Drupal page rendering process

From John VanDyk's drupal install.

A Walk Through Drupal's Page Serving Mechanism or Tiptoeing Sprightly Through the PHP

This is a commentary on the process Drupal goes through when serving a page. For convenience, we will choose the following URL, which asks Drupal to display the first node for us. (A node is a thing, usually a web page.)

A visual companion to this narration can be found on John's site. Before we start, let's dissect the URL. I'm running on an OS X machine, so the site I'm serving lives at /users/user/sites/. The drupal directory contains a checkout of the latest Drupal CVS tree. It looks like this:

So the URL above will be be requesting the root directory / of the Drupal site. Apache translates that into index.php. One variable/value pair is passed along with the request: the variable 'q' is set to the value 'node/1'.
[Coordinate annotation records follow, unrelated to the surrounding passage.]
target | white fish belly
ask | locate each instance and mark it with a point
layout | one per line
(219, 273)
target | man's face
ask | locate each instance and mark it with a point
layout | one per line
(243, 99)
So, let's pick up the show with the execution of index.php, which looks very simple and is only a few lines long.

Let's take a broad look at what happens during the execution of index.html. First, the includes/bootstrap.inc file is included, bringing in all the functions that are necessary to get Drupal's machinery up and running. There's a call to drupal_page_header(), which starts a timer, sets up caching, and notifies interested modules that the request is beginning." Next, the includes/common.inc file is included, giving access to a wide variety of utility functions such as path formatting functions, form generation and validation, etc. The call to fix_gpc_magic() is there to check on the status of "magic quotes" and to ensure that all escaped quotes enter Drupal's database consistently. Drupal then builds its navigation menu and sets the variable $status to the result of that operation. In the switch statement, Drupal checks for cases in which a Not Found or Access Denied message needs to be generated, and finally a call to drupal_page_footer(), which notifies all interested modules that the request is ending. Drupal closes up shop and the page is served. Simple, eh?

Let's delve a little more deeply into the process outlined above.

The first line of index.php includes the includes/bootstrap.inc file, but it also executes code towards the end of bootstrap.inc. First, it destroys any previous variable named $conf. Next, it calls conf_init(). This function allows Drupal to use site-specific configuration files if it finds them. It returns the name of the site-specific configuration file; if no site-specific configuration file is found, sets the variable $config equal to the string 'conf'. Next, it includes the named configuration file. Thus, in the default case it will include 'conf.php'. The code in conf_init would be easier to understand if the variable $file were instead called $potential_filename. Likewise $conf_filename would be a better choice than $config.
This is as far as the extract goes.